Moneybox

NYC Taxi Commissioner Seeking Compromise on Taxi Apps

Taxis drive past a double decker bus set up as a pop-up store to buy the reissue of the Beatles’ original albums on vinyl, on a 12-inch LP format in New York, November 13, 2012.

Photo by EMMANUEL DUNAND/AFP/Getty Images

Dana Rubinstein writes that New York City Taxi and Limousine Commissioner David Yassky is somewhat softening his early embrace of the idea of cab-hailing apps in favor of a pilot program:

A pilot is “better than doing it as a permanent rule,” Yassky said this afternoon.

“People have legitimate concerns about how it’s going to affect their businesses,” said Yassky, of taxi apps, which would have allowed New Yorkers to hail cabs by tapping their iPhones and Androids, rather than by simply waving their hands in the air. “And if some people’s fears turn out to be true, then the government should revisit it. A pilot is a way to ensure the city revisits it.”

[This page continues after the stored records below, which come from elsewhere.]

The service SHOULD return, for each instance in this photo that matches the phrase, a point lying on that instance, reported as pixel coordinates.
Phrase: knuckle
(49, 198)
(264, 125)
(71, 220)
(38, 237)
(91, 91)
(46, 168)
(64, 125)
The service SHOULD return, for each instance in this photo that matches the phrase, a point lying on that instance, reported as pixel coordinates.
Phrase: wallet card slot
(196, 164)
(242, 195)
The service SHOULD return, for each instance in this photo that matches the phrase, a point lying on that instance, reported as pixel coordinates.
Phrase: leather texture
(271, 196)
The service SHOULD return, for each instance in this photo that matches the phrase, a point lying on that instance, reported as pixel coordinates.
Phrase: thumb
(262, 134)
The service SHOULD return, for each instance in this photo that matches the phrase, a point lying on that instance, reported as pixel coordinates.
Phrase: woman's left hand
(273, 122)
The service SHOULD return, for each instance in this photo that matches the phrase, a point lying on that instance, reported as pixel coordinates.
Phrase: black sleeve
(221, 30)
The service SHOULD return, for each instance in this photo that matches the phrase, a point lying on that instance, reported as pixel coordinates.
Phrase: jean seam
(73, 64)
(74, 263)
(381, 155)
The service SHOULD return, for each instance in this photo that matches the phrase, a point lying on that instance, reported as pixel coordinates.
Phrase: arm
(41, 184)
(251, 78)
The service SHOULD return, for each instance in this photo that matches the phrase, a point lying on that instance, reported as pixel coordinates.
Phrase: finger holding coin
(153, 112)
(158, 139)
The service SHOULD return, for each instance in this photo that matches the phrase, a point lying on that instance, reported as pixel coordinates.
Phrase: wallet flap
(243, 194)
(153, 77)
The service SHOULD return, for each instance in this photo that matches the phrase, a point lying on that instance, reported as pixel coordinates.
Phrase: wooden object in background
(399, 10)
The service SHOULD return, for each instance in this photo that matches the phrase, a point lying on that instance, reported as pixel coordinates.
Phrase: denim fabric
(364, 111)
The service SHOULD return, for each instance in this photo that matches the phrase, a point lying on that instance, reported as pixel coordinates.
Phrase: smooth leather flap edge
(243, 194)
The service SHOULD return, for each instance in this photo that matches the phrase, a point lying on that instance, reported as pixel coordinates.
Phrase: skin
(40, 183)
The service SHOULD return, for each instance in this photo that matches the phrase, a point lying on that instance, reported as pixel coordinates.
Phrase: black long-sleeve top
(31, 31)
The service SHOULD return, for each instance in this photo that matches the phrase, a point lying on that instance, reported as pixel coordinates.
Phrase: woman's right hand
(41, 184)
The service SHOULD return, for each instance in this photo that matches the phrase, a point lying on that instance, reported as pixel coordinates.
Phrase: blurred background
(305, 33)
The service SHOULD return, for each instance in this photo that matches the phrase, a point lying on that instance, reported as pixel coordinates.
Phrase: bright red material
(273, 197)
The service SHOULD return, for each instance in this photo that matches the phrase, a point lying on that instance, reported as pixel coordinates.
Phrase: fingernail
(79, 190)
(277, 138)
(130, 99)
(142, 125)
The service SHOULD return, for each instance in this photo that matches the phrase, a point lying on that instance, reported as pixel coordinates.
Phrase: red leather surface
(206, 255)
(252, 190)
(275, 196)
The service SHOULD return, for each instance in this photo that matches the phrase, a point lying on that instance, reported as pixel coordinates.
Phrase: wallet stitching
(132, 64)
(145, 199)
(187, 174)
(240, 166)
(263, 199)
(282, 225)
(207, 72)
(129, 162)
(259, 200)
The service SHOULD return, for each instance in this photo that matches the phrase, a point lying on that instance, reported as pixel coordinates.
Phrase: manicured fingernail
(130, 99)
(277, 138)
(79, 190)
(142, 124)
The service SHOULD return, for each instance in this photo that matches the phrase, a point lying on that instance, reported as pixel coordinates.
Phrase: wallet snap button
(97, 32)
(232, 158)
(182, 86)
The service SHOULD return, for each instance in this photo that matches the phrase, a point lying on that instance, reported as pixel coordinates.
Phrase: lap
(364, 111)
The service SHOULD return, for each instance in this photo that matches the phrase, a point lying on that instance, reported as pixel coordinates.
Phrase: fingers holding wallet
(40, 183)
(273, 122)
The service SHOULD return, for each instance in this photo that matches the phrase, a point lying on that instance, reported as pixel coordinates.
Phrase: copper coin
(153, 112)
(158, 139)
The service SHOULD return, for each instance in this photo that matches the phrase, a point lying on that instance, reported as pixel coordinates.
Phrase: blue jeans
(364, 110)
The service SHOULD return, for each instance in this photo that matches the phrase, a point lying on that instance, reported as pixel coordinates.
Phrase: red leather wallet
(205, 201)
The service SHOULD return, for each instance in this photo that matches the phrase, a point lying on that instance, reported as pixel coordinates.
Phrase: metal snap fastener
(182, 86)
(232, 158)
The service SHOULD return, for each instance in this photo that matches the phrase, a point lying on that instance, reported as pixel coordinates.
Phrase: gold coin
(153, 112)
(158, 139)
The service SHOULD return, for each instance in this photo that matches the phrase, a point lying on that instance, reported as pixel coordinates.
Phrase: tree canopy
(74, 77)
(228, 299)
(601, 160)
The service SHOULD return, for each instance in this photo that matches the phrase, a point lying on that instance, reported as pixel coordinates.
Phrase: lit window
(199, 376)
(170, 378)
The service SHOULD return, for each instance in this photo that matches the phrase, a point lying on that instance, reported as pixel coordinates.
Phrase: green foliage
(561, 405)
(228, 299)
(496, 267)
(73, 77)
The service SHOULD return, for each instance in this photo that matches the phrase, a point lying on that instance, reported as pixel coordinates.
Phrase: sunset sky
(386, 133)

Politics is politics and half-measures are sometimes part of politics, but as I suspect Yassky knows this is bad reasoning. The goal of transportation policy should be to make it safe and convenient for people to get around the city, not to preserve the economic value of people’s existing businesses. Useful technological changes are often bad for specific companies. Digital photography has been terrible for film manufacturers, and smartphones destroyed the young point-and-shoot camera industry. But “this new technology is going to be bad for my business” is just about the worst possible rationale for a new regulation.